Mémoire complémentaire : ADN et cryptographie — EviDNA, génome cryptographique et état de l’art
| Thème |
Section du mémoire complémentaire |
| Génome cryptographique — trajectoire Gen1/Gen2 |
§1 — Génome cryptographique |
| Matrice d’industrialisation et registres A/B/C |
§1.1 |
| Module de brouillage — variante brevetée et prolongement EviSKMS |
§1.1.1 |
| Synthèse de preuve EviSKMS-CryptPeer |
§1.3 |
| Comparaison confiance numérique (FIDO, PKI, EviSKMS) |
§1.4 |
| Génome vs identité ponctuelle (instant T) |
§1.5 |
| CNRS — cryptographie ADN synthétique (réf. externe) |
§1.6 |
| ADN Digital / CryptPeer 2026 |
§1.7 |
| Preuve d’implémentation EviDNA — DataShielder |
§1.10 |
| Antériorité et divulgations publiques |
§1.9 |
Synthèse (registre A). La trajectoire Freemindtronic (brevet WO/2018/154258, EviDNA 2024, génome cryptographique 2026, industrialisation CryptPeer/EviSKMS) prolonge le volet souverain et la confiance continue introduits en §29.12. Elle ne constitue pas le cœur théorique du présent mémoire sur les architectures prédictives ; elle en constitue l’application industrialisée documentée séparément.

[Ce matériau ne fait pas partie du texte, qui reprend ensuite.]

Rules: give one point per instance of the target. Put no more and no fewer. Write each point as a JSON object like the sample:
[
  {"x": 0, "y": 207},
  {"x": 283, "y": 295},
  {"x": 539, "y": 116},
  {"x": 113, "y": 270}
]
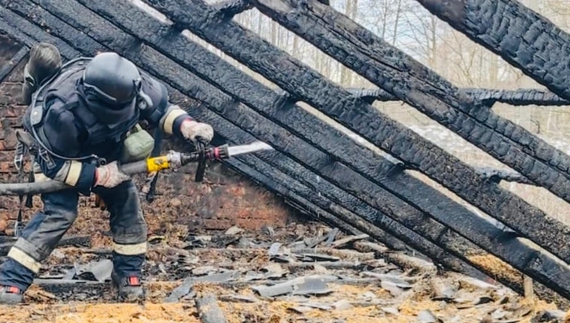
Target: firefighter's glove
[
  {"x": 110, "y": 176},
  {"x": 194, "y": 130}
]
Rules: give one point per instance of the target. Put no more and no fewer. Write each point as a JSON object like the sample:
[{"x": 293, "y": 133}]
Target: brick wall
[{"x": 222, "y": 200}]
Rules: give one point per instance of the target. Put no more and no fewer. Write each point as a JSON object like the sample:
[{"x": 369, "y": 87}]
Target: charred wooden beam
[
  {"x": 488, "y": 97},
  {"x": 163, "y": 68},
  {"x": 18, "y": 28},
  {"x": 171, "y": 74},
  {"x": 229, "y": 8},
  {"x": 208, "y": 309},
  {"x": 519, "y": 35},
  {"x": 298, "y": 79},
  {"x": 399, "y": 74},
  {"x": 13, "y": 62},
  {"x": 421, "y": 243},
  {"x": 99, "y": 31}
]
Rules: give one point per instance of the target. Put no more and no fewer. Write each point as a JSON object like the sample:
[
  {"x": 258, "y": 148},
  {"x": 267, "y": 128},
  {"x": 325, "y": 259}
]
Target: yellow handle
[{"x": 157, "y": 163}]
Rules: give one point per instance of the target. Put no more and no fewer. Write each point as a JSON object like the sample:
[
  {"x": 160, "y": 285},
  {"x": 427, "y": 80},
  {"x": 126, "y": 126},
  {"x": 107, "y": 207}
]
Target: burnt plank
[
  {"x": 262, "y": 99},
  {"x": 307, "y": 85},
  {"x": 518, "y": 97},
  {"x": 415, "y": 84},
  {"x": 399, "y": 74},
  {"x": 442, "y": 256},
  {"x": 497, "y": 175},
  {"x": 93, "y": 20},
  {"x": 175, "y": 76},
  {"x": 92, "y": 47},
  {"x": 171, "y": 73},
  {"x": 522, "y": 37},
  {"x": 193, "y": 57},
  {"x": 488, "y": 97},
  {"x": 13, "y": 62}
]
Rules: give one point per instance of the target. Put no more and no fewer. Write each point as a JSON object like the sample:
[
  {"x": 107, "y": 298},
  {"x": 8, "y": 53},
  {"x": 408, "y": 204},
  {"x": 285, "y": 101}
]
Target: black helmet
[{"x": 112, "y": 79}]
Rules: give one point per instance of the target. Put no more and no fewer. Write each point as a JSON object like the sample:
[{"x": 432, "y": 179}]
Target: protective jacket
[{"x": 75, "y": 131}]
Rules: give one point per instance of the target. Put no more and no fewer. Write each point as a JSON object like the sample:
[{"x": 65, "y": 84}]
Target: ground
[{"x": 332, "y": 282}]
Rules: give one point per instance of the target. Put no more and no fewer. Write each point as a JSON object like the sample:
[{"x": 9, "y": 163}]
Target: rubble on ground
[{"x": 301, "y": 273}]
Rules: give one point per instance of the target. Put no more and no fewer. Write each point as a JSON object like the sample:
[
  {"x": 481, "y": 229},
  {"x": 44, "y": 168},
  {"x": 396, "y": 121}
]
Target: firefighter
[{"x": 81, "y": 124}]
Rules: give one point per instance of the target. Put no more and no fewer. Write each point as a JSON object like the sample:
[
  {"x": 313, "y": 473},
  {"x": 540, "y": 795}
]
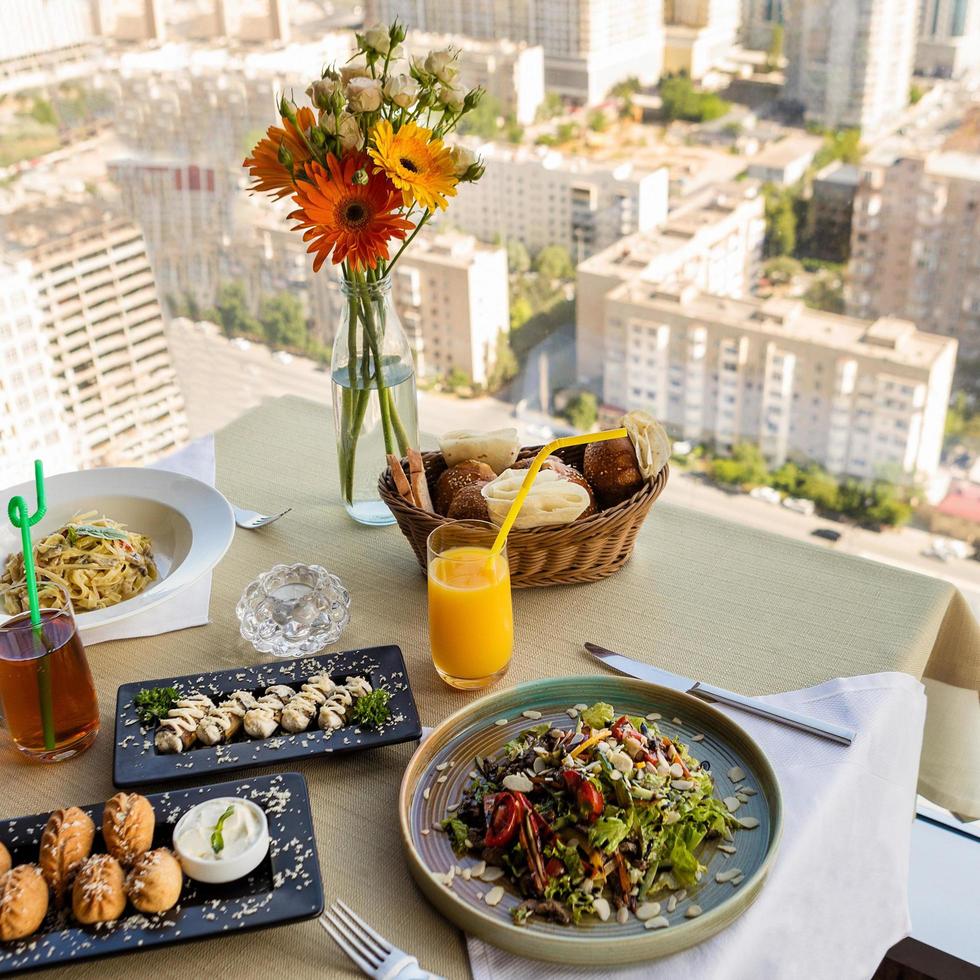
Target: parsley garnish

Filiation inventive (registre A). Jacques Gascuel, inventeur et auteur du présent mémoire, a orienté ses recherches à partir de la compréhension du risque que l’intelligence prédictive fait peser sur les identités numériques : plus l’IA anticipe, imite et exploite les comportements, moins une authentification ponctuelle suffit. Il a formulé l’hypothèse qu’une identité de confiance devrait évoluer dans le temps, être réévaluable et gouvernable face à l’usage croissant de l’IA, notamment prédictive. Cette intuition a conduit, en R&D, à la conception d’un nouveau système d’identité durable — d’abord ancré sur le brevet de clé segmentée, puis matérialisé en EviSKMS. Après validation en 2024 du chiffrement et de la signature fondés sur l’ADN humain (être vivant, trajectoire EviDNA), la recherche a naturellement prolongé cette approche vers une solution génomique de confiance numérique (ADN Digital, génome cryptographique), développée dans le mémoire complémentaire.
Le présent mémoire conserve en §29.12 et §29.13 le cadre scientifique reliant IA prédictive, identité et confiance cyber-physique. Le détail cryptographique, les comparaisons ADN/CNRS et les schémas opérationnels relèvent du mémoire complémentaire.